The remains of the two 1891 emplacements and the magazines beneath occupy the southern end of the surviving part of the rampart. Most of the southern emplacement has been removed during early 20th century landscaping, but the pivot for the gun survives. The northern emplacement is visible as a semi- circular pit with a concrete apron and retaining wall, recesses around the sides and hauling rings inset below the parapet. In the centre of the pit is the circular raised drum on which the gun was mounted. A flight of steps to the rear gives access to the emplacement, and another flight to the left of it leads up to the top of the rampart. Between the emplacements is a vertical wall with doorways and other openings, now blocked, to shelters set into the rear of the rampart.
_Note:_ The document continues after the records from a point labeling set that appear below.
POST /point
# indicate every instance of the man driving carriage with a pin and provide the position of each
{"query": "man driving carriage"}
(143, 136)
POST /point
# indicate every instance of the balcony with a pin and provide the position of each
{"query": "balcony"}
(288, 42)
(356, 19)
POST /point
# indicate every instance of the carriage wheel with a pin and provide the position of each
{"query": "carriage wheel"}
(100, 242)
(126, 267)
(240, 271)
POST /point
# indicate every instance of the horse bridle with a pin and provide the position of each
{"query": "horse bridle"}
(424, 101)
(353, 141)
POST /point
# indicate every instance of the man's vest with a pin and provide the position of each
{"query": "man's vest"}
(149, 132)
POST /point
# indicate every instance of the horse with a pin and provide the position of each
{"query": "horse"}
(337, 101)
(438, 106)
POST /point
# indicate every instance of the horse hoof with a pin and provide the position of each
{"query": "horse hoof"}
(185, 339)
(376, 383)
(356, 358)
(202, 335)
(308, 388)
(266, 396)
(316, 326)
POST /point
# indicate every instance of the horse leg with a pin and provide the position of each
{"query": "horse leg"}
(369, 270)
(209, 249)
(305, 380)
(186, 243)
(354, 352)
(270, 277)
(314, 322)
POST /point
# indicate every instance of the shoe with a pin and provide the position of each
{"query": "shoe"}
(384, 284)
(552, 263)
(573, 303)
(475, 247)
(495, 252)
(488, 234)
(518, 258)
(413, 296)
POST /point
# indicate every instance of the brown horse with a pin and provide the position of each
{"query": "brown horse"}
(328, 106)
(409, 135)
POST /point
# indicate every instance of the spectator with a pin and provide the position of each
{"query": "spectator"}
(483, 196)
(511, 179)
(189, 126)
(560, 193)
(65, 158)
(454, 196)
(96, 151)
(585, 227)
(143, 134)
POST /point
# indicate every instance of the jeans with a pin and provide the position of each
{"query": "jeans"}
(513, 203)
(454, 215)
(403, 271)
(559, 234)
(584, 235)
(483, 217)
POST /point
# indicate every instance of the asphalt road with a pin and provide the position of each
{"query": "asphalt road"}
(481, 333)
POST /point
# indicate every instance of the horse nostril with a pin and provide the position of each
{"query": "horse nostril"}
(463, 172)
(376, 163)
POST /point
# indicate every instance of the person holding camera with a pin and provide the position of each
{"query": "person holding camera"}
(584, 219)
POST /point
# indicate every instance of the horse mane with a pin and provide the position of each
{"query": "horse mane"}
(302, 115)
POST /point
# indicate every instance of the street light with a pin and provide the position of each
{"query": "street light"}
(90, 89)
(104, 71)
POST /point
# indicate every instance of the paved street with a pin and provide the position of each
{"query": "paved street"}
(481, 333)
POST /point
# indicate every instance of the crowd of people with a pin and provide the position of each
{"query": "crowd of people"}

The battery commander's post is a semicircular recess in the top of the wall, reached by a vertical fixed metal ladder.
The 1891 magazine is beneath the shelters and is reached by two short flights of stairs opening into a central lobby with doors to the shell stores and magazines and the lamp lobbies. The structure retains several original features, including wall pegs, doors and cupboards.
On the east side of the battery, in the area of the ditch, there are blocked entrances with steps down to another underground tunnel or bunker, possibly associated with the 1891 modifications.
A number of features are excluded from the scheduling. These are: modern concrete fence posts and railings bordering the visible section of the Carnot wall, a modern building alongside the expense magazine at the northern end of the surviving rampart, the remains of a modern wall which blocked the entrance to the expense magazine, service poles and surviving floors and asphalt surfaces relating to the demolished buildings of HMS Ganges. The ground beneath all these features is, however, included.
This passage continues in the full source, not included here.